- Establish a relationship with your veterinarian. When your pet is ill, you want to be able to call your veterinarian and schedule an examination appointment as soon as possible. During this Chicago Canine Influenza crisis, no current Animal Medical Center of Chicago client was ever told that we would not see his/her coughing pet the same day. We saw over one hundred respiratory cases in the last 3 weeks.
- Don’t choose a veterinarian based on cost alone. Choose a veterinarian that is knowledgeable and attentive to your concerns. When your pet is sick, you want your veterinarian to diagnosis and treat your pet quickly and successfully. At my practice, every Canine Influenza patient we treated survived.

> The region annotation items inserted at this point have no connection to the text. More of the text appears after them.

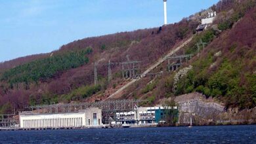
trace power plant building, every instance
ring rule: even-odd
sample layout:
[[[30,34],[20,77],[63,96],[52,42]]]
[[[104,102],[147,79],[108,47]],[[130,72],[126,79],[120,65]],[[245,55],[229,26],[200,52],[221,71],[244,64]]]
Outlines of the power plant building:
[[[65,113],[20,113],[21,128],[75,128],[102,124],[102,110],[98,108]]]

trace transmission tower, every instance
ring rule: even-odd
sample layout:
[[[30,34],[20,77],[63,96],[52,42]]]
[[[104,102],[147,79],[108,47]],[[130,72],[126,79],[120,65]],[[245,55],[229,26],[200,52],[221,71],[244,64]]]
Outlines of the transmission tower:
[[[110,60],[108,61],[108,81],[110,82],[112,79],[112,75],[111,72],[111,63]]]
[[[98,84],[98,71],[97,71],[97,63],[95,63],[95,85]]]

- Don’t share dishes. Don’t allow your pet to drink out of communal water bowls in front of well-intentioned restaurants and store fronts. These communal bowls are potential cesspools that could make your pet sick. Additionally, don’t let your pet eat out of the open cookie or food bins at pet stores that are strategically positioned for their taking. Other dogs, most likely, have been grazing there too!
- Spray forward. If you and your infectious pet are riding in an elevator, as you depart the cab spray the inside with an aerosol disinfectant. If you’re walking down an apartment hallway, use an aerosol disinfectant spray to minimize spread of this viral disease. Canine Influenza virus is easily destroyed by most disinfectants. At Animal Medical Center of Chicago, we have gone through dozens of containers of Lysol Disinfectant spray during these past few weeks.

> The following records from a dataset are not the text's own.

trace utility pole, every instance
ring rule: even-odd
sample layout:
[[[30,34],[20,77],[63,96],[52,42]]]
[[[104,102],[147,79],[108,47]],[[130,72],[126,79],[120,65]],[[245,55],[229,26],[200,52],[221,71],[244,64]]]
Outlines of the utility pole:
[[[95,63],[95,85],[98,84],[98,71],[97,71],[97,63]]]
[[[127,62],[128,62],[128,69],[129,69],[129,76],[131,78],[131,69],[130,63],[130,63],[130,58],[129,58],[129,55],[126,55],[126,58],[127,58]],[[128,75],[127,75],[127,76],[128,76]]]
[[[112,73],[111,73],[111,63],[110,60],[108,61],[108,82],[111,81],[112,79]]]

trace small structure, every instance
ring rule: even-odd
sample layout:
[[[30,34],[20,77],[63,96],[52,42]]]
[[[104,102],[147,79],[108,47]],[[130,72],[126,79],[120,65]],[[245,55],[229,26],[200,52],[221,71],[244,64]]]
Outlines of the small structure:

- Think twice before taking your pet to high-density pet areas where there is a high probability of being exposed to an infectious disease. Are you willing to take this risk?
- Make sure your boarding, daycare or training facility is clean and insures only healthy and vaccinated pets enter the facility. I think it is imperative that these facilities require a biannual medical release from their veterinarian for entry.
- Keep pets current on vaccines to reduce the likelihood of acquiring an infectious disease. Ask your veterinarian what vaccines would be best for your pet based on his/her lifestyle. Don’t ask the clerk at the pet store or your dog walker which vaccines your pet should have. Would you ever ask the cashier at your grocery store what vaccines you should give your child?
- Contact your veterinarian as soon as possible if your pet is ill. Waiting a few days to see if your ill pet may recover on his/her own is not always wise. Within 24 hours, dogs with Canine Influenza can rapidly progress from dogs with simple runny noses to dogs with severe difficulties breathing and high fevers. I strongly believe my clients’ early recognition of their pet’s ill heath and seeking immediate medical care saved their pets’ lives.
- It’s never a good idea to take a puppy that has not completed his/her vaccine series to a pet store, dog friendly park, grooming parlor, daycare or boarding facility. The chances are high that this puppy could get sick from spending time there. I recommend minimizing a puppy’s exposure to infectious agents until 10-14 days after their last immunization date.
- Wash your hands after petting other dogs to minimize transmission of this invisible viral disease to your pet.
Hands down, this was the worst infectious outbreak in my 29-year veterinary career. I want to congratulate the Chicago pet owners for listening to our professional advice and being so proactive with their pet’s health. I believe their willingness to keep their pets isolated from other dogs definitely saved pet’s lives and reduced the number of ill pets. Great doctor and client collaboration!